Using the standard OpenAI API makes it easy for me to switch applications from OpenAI to vLLM without much code modification.

Performance Testing and Monitoring

Once the vLLM server is running stably, performance testing and monitoring are indispensable steps. They ensure the system operates as expected.

1. Test throughput and latency

vLLM provides an integrated benchmark script. This script helps you easily measure throughput and latency. This is an effective way to compare performance before and after optimization.


python -m vllm.benchmarks.benchmark_throughput \
    --model meta-llama/Llama-2-7b-hf \
    --dataset sharegpt \
    --num-prompts 1000

The --dataset sharegpt parameter uses a real-world prompt dataset to simulate load. You can change --num-prompts to test with different numbers of requests. The results will display metrics such as Prompt throughput (tokens/s), Generation throughput (tokens/s), and Latency.

Additionally, you can write your own Python script to send multiple concurrent requests and measure the average response time. Or, use stress testing tools like ApacheBench (ab) or Locust.

2. Monitor VRAM and system resources

When the vLLM server is running and processing requests, you should regularly monitor the GPU’s VRAM usage. The nvidia-smi command is a suitable choice for this:


nvidia-smi

You will see information about total VRAM, used VRAM, and processes occupying VRAM. Pay attention to how much VRAM vLLM uses, and whether it exceeds the --gpu-memory-utilization limit you set. If VRAM is overloaded, you may need to reduce --gpu-memory-utilization, switch to a smaller model, or use a quantized model.

Don’t forget to monitor your system’s CPU and RAM. Although vLLM optimizes the GPU, some preprocessing or post-processing tasks still require the CPU. The model also needs a certain amount of RAM to load.

3. Optimize based on Monitoring Results

  • If throughput is low:
    • Recheck --gpu-memory-utilization.
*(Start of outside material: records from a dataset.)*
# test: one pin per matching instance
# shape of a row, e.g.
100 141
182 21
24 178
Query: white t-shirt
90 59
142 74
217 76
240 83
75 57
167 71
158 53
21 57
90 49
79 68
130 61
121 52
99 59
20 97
If it’s too low, vLLM might not be able to batch many requests.
    • Consider increasing --max-num-seqs (maximum number of concurrent sequences) if you have enough VRAM.
    • Ensure you are using --dtype float16 or bfloat16.
    • If you have multiple GPUs, try increasing --tensor-parallel-size.
  • If VRAM is full:
    • Reduce --gpu-memory-utilization.
    • Use quantized models (AWQ, GPTQ).
    • Switch to a smaller model.
    • If running multi-GPU, ensure --tensor-parallel-size is correctly configured.
  • If latency is high:
    • Check the load on the server. If there are too many requests, the server might be overloaded.
    • Optimize prompt and output length.

I find this to be a continuous loop: configure → test → monitor → fine-tune. There is no “perfect” configuration for all cases. It highly depends on your model, GPU type, and anticipated load.

Conclusion

Efficient LLM inference deployment is a decisive factor for the success of modern AI applications. vLLM, thanks to PagedAttention and continuous batching, has proven to be an effective solution for achieving high throughput and VRAM savings.

Through the shared practical experience, I hope you now have a clearer understanding of how to install, configure, and optimize vLLM on Linux. Don’t hesitate to experiment with different parameters to find the optimal configuration for your system. Good luck!